As the Russo-Ukraine war grinds into its second month, I’m reminded daily that killing people is not an unfortunate byproduct of war, as we are told, it is the principal goal. War is a catastrophe for all involved. Killing people and destroying infrastructure is the point of war. No matter how virtuous the cause, no matter how right we are – or righteous, for that matter – war is still one of the worst things that can happen to a people, it is right up there with pestilence and famine. But pestilence and famine are, sort of, natural occurrences, and war is man-made. Almost always – no, always, really – the result of one man. One man who we all say is crazy but really isn’t, he is just a selfish son of a bitch.

Looking at pictures of trashed Mariupol, I’m afraid that this war will get worse for the people of Ukraine. Our fear of Putin starting a nuclear war seems to have resulted in our giving the Ukrainians just enough lethal equipment to push back at the Russian bear, but not enough to actually have a decisive win.

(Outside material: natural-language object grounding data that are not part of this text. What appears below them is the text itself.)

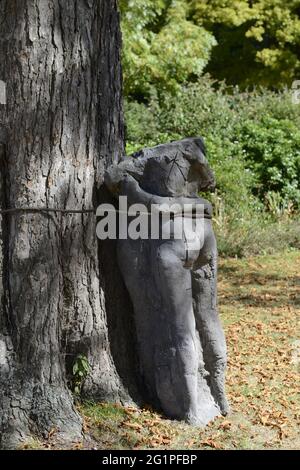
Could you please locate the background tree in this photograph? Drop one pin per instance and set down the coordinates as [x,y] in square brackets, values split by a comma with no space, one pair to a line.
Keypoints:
[162,47]
[258,40]
[61,127]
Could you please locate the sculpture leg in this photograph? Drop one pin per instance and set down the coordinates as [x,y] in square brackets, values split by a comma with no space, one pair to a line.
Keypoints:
[204,285]
[176,353]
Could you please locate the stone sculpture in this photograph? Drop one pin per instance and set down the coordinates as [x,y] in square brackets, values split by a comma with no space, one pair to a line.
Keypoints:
[181,345]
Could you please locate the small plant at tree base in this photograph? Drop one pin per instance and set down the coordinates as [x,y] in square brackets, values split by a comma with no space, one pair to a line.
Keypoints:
[80,370]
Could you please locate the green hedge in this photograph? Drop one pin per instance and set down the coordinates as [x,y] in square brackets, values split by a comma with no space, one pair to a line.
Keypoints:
[253,145]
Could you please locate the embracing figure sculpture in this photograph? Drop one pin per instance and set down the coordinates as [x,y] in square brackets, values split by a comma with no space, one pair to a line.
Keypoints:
[173,283]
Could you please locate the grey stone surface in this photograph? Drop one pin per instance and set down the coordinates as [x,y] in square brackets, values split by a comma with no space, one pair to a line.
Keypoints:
[181,344]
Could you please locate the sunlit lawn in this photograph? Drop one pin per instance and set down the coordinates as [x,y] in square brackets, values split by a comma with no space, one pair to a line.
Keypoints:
[259,301]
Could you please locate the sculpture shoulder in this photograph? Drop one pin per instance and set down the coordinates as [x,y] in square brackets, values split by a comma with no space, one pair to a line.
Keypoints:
[208,208]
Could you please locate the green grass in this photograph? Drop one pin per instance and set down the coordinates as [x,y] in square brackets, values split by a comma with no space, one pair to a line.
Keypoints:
[259,302]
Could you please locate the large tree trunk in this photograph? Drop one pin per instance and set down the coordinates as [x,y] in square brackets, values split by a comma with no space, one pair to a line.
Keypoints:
[62,126]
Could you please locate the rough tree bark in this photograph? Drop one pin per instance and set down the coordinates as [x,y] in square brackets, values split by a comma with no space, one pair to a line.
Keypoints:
[61,127]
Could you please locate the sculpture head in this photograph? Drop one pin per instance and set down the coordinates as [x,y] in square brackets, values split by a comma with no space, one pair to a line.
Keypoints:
[179,168]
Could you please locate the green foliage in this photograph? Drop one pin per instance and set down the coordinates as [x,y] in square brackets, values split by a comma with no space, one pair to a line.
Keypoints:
[258,40]
[272,148]
[252,144]
[162,48]
[80,370]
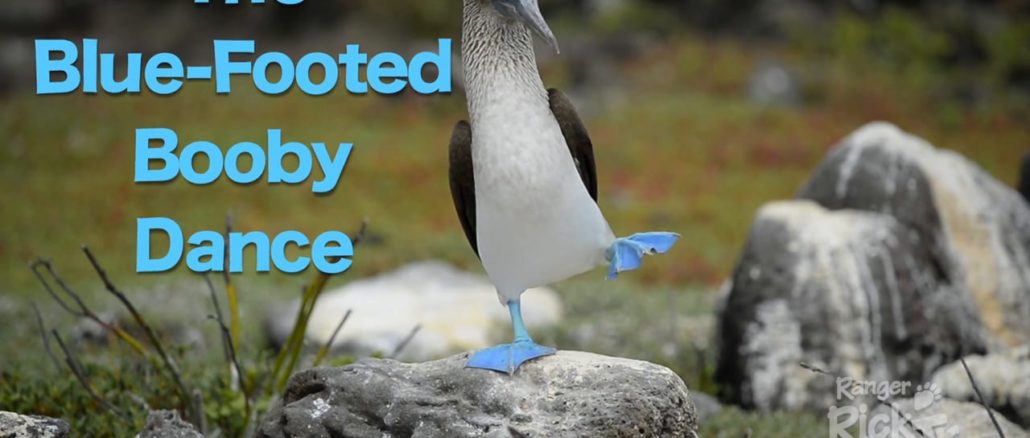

I am ready for a diversion from the horrible day-to-day reporting of the carnage from Ukraine and I’m hoping it will be an interesting Formula One season. This year, Formula One is making its biggest change to the regulations in, probably,  forty years, and, for the first two races, that has been a game-changer. During the last forty years, the cars had become very similar in design and performance so a game-changer is most welcome. One of the old similarities was that all of the cars left a big and turbulent air wake – for lack of a better term, think of a boat wake in 3D – and that wake made it very hard to follow close to another car and, of course, even harder to pass. The great majority of the new regulations were designed to change that. 

Last year, the main downforce holding the car on the road was generated by the front and rear wings which are upside down airfoils and the underneath of the racecar was flat. This year, the wing regulations make the wing force weaker with the main downforce being generated by the bottom of the car. Each team had to design this year’s car based on what they thought would be the best design direction to take but, each team built their car in isolation and they had no idea what the other teams were doing. Two cars that were at the bottom last year, Haas – the only American team – and Alfa Romeo, are doing much better and Mercedes which was fastest at the end of last year, is now much slower.

What makes this interesting to somebody like me who is interested is that, as the actual racing starts, all the teams are seeing what the other teams thought was the right answer and are changing and upgrading at a frantic rate. It should be fascinating.